Mysql – Performance when using truncated VARCHAR as index in MySQL

MySQL

According to the answer of choice of this question: https://stackoverflow.com/questions/3489041/mysqlerror-specified-key-was-too-long-max-key-length-is-1000-bytes

CREATE INDEX example_idx ON YOUR_TABLE(your_column(50))
Assuming that your_column is VARCHAR(100), the index in the example above will only be on the first 50 characters. Searching for data beyond the 50th character will not be able to use the index.

I don't think so. I think when query with a string longer than 50 chars, MySQL will first use the first 50 chars and index to get a match list (which generally will be a very short list), then search in that list without index.

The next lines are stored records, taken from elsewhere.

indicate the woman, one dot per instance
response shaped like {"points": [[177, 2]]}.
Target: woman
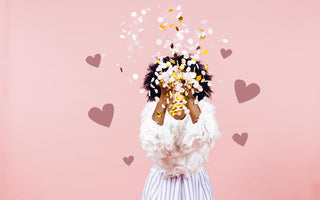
{"points": [[179, 144]]}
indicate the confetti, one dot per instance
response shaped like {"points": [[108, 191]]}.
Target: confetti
{"points": [[160, 19], [134, 14], [224, 40], [135, 76], [179, 35], [143, 11], [159, 41]]}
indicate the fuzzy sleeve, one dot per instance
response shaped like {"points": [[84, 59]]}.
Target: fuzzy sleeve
{"points": [[204, 131], [155, 139]]}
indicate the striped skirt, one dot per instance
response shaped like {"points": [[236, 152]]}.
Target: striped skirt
{"points": [[196, 187]]}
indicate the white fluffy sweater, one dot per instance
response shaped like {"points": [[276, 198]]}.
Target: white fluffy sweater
{"points": [[179, 147]]}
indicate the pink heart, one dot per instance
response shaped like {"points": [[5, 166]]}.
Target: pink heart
{"points": [[240, 139], [225, 53], [103, 117], [244, 93], [94, 61], [128, 160]]}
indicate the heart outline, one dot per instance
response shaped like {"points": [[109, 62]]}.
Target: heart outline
{"points": [[103, 117], [245, 93], [128, 160], [240, 139], [94, 61]]}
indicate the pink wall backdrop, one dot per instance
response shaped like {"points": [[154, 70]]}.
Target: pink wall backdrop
{"points": [[50, 149]]}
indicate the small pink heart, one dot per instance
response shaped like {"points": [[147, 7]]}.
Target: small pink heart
{"points": [[225, 53], [244, 93], [128, 160], [103, 117], [240, 139], [94, 61]]}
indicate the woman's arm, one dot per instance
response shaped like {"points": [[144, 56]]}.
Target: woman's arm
{"points": [[193, 107]]}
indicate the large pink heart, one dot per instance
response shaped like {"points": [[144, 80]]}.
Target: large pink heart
{"points": [[102, 117], [244, 93], [240, 139], [94, 61], [128, 160], [225, 53]]}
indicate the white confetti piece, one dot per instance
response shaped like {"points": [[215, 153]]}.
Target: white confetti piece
{"points": [[179, 35], [141, 91], [143, 11], [134, 14], [159, 41], [190, 41], [224, 40], [179, 15], [135, 76], [137, 42]]}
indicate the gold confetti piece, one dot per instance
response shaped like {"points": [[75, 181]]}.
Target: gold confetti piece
{"points": [[163, 27], [198, 78]]}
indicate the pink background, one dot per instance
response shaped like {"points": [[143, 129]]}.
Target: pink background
{"points": [[50, 149]]}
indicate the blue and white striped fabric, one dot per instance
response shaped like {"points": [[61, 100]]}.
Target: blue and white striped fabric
{"points": [[197, 187]]}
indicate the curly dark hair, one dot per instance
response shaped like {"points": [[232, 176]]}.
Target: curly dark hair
{"points": [[178, 59]]}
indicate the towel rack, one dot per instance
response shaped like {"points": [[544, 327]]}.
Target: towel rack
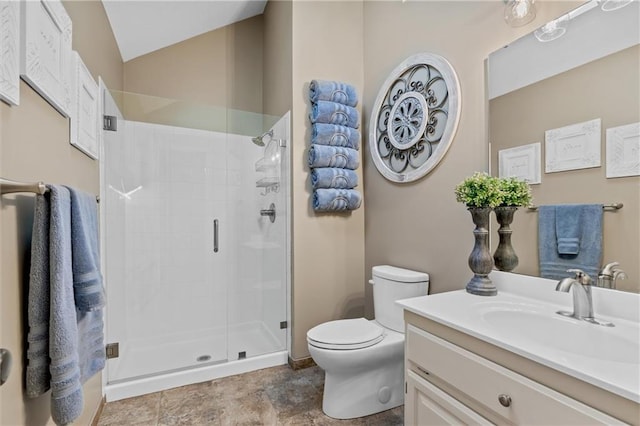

Is it true that MySQL won't use index at all when the query string is longer than 50 chars?

Best Answer

You are only partially right. MySQL query optimization engine will still try to use that index, as long as:

  1. Query has exact match (a = 'b', a <> 'b', IN clause etc. - not "LIKE" clause),
  2. Storage engine is InnoDB, XtraDB (Percona), or possibly some other fork of InnoDB.
  3. Server is recent enough (at least 5.0 or 5.1 - I'm not sure now, but in 4.x varchar indexes worked a bit differently).